Off-Balance Sheet Arrangements
We do not have any off-balance sheet arrangements or any anticipate entering into any off-balance arrangements that have or are reasonably likely to have a current or future effect on our financial condition, changes in financial condition, revenues or expenses, results of operations, liquidity, capital expenditures or capital resources that are material to investors.
Recent Accounting Pronouncements
In May 2008, the FASB released SFAS No. 162, “The Hierarchy of Generally Accepted Accounting Principles.” SFAS No. 162 identifies the sources of accounting principles and the framework for selecting the principles used in the preparation of financial statements of nongovernmental entities that are presented in conformity with generally accepted accounting principles in the United States of America. SFAS No. 162 will be effective 60 days following the SEC’s approval of the PCAOB amendments to AU Section 411, “The Meaning of Present Fairly in Conformity With Generally Accepted Accounting Principles.” The Company does not believe SFAS No. 162 will have a significant impact on the Company’s financial statements.

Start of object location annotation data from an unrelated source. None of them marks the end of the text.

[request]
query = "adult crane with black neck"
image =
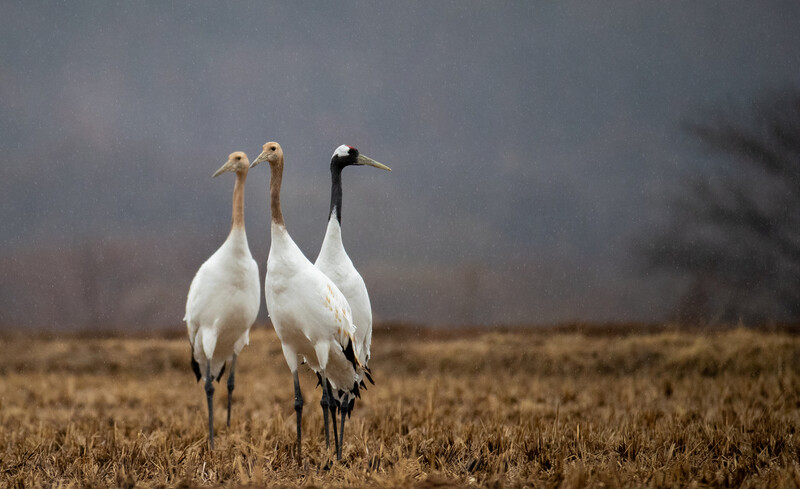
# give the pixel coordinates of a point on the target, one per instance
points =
(224, 299)
(334, 262)
(310, 314)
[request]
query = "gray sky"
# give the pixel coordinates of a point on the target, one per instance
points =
(531, 142)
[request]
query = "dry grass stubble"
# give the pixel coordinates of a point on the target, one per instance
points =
(516, 408)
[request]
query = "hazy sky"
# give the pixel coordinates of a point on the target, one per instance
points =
(531, 142)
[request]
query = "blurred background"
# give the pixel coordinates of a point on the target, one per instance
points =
(552, 162)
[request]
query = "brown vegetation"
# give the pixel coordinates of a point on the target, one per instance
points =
(514, 408)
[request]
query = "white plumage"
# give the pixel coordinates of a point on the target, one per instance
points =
(309, 313)
(224, 298)
(334, 262)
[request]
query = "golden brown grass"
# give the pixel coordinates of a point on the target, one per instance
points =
(518, 408)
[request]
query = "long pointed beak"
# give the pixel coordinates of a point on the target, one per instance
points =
(365, 160)
(261, 158)
(223, 169)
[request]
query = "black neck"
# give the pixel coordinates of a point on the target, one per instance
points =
(336, 193)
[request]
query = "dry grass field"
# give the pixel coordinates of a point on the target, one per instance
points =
(456, 408)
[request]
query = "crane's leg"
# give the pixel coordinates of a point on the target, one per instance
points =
(298, 407)
(323, 382)
(332, 408)
(230, 388)
(210, 398)
(326, 399)
(345, 404)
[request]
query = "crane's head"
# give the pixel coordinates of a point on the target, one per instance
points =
(347, 155)
(237, 162)
(272, 152)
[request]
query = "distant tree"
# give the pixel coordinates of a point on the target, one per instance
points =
(735, 232)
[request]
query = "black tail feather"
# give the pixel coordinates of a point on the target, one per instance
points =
(350, 355)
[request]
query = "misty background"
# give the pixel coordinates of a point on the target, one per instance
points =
(534, 147)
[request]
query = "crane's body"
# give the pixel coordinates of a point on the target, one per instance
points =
(223, 303)
(311, 316)
(224, 299)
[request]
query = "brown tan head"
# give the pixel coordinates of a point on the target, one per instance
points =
(237, 162)
(272, 153)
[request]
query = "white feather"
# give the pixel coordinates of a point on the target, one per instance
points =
(341, 151)
(336, 265)
(223, 303)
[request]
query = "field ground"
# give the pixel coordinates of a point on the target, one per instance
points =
(454, 408)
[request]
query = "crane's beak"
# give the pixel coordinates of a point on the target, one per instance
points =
(228, 166)
(365, 160)
(261, 159)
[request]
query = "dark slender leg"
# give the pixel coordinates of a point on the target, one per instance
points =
(298, 407)
(332, 407)
(230, 388)
(345, 404)
(210, 398)
(324, 404)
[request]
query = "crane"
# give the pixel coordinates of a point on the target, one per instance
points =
(224, 299)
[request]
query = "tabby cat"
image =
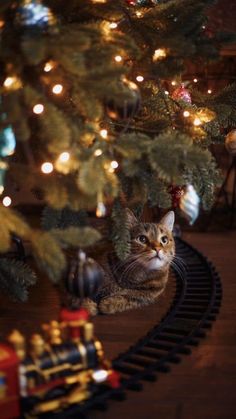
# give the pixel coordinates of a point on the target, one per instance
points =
(142, 277)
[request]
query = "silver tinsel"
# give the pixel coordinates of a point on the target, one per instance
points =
(189, 204)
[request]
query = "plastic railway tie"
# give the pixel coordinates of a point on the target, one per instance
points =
(197, 301)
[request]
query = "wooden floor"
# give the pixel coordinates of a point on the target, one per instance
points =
(202, 386)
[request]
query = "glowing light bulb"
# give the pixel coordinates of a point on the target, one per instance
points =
(197, 122)
(118, 58)
(101, 210)
(114, 164)
(7, 201)
(140, 79)
(57, 89)
(47, 168)
(9, 81)
(159, 54)
(64, 157)
(12, 83)
(38, 109)
(104, 133)
(48, 66)
(186, 114)
(98, 152)
(113, 25)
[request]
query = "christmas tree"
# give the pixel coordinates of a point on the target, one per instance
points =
(98, 115)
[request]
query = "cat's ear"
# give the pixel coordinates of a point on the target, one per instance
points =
(168, 220)
(132, 220)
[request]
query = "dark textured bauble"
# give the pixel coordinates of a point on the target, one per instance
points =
(124, 107)
(83, 277)
(181, 93)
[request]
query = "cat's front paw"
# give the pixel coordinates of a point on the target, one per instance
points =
(111, 305)
(91, 306)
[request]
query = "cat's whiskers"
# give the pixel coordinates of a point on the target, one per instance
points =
(178, 269)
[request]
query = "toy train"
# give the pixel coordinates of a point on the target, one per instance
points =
(64, 368)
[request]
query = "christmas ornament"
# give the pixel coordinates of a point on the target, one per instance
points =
(181, 93)
(33, 14)
(7, 142)
(126, 106)
(230, 142)
(3, 169)
(83, 277)
(176, 192)
(189, 204)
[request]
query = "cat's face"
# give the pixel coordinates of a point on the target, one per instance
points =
(152, 251)
(153, 243)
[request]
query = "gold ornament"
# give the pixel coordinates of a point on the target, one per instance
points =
(230, 142)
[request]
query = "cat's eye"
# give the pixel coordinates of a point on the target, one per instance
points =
(164, 240)
(143, 239)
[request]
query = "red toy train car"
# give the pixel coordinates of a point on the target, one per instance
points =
(57, 371)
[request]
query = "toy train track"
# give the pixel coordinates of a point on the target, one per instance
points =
(194, 308)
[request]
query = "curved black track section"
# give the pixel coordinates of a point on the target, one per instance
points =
(194, 308)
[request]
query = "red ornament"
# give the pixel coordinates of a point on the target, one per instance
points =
(181, 93)
(176, 192)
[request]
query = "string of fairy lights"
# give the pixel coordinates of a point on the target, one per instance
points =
(12, 82)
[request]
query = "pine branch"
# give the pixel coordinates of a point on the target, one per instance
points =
(15, 278)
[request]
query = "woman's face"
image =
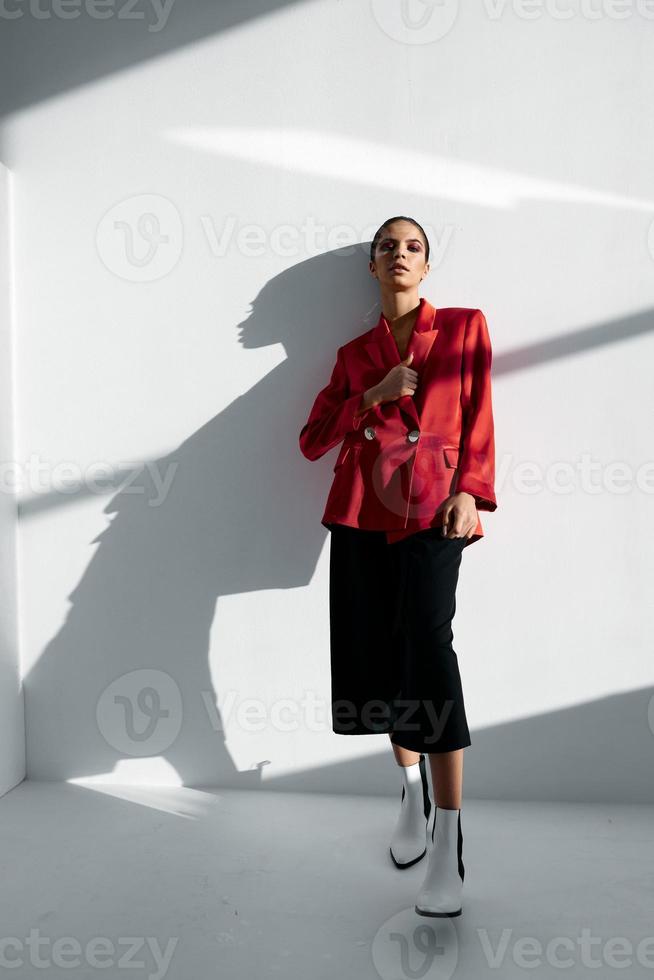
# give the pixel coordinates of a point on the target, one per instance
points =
(402, 246)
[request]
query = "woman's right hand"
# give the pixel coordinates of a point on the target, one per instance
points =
(400, 380)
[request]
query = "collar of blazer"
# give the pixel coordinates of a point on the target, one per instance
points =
(383, 352)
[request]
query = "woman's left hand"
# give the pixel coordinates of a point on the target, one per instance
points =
(459, 516)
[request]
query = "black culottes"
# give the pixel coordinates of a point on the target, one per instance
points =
(393, 667)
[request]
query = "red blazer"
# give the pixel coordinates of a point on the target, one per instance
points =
(400, 460)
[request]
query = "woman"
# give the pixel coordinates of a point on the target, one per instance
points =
(410, 401)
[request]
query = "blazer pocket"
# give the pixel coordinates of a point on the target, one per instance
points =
(342, 456)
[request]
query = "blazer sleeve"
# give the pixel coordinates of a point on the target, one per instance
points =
(334, 414)
(477, 457)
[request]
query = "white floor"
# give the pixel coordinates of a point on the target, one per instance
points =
(191, 885)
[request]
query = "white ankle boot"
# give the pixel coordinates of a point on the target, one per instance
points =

In April 2009, the FASB issued FSP 107-1, “Interim Disclosures about Fair Value of Financial Instruments” (“FSP 107-1”), which requires disclosures about fair value of financial instruments for interim reporting periods of publicly traded companies as well as in annual financial statements. FSP 107-1 also amends APB Opinion No. 28, “Interim Financial Reporting”, to require those disclosures in summarized financial information at interim reporting. FSP 107-1 is effective for interim reporting periods ending after June 15, 2009, with early adoption permitted for periods ending after March 15, 2009. The Company is currently evaluating the potential impact of FSP 107-1 on its consolidated financial statement presentation and disclosures.
In May 2009, the FASB issued SFAS No. 165, “Subsequent Events” (SFAS No. 165). SFAS No. 165 establishes standards for accounting for and disclosing subsequent events (events which occur after the balance sheet date but before financial statements are issued or are available to be issued). SFAS No. 165 requires an entity to disclose the date subsequent events were evaluated and whether that evaluation took place on the date financial statements were issued or were available to be issued. This standard is effective for interim and annual periods ending after June 15, 2009. The adoption of SFAS No. 165 did not have a material impact on the Company’s financial condition or results of operations. For the quarterly period ended June 30, 2009, the Company has considered subsequent events through July 31, 2009, which is the date its consolidated condensed financial statements were filed with the Securities and Exchange Commission on Form 10-Q.
In June 2009, the FASB issued SFAS 167, “Amendments to FASB Interpretation No. 46(R)”, which changes the approach to determining the primary beneficiary of a variable interest entity (“VIE”) and requires companies to more frequently assess whether they must consolidate VIEs. This new standard is effective for us beginning on January 1, 2010. The Company is currently assessing the potential impacts, if any, on our consolidated condensed financial statements and disclosures.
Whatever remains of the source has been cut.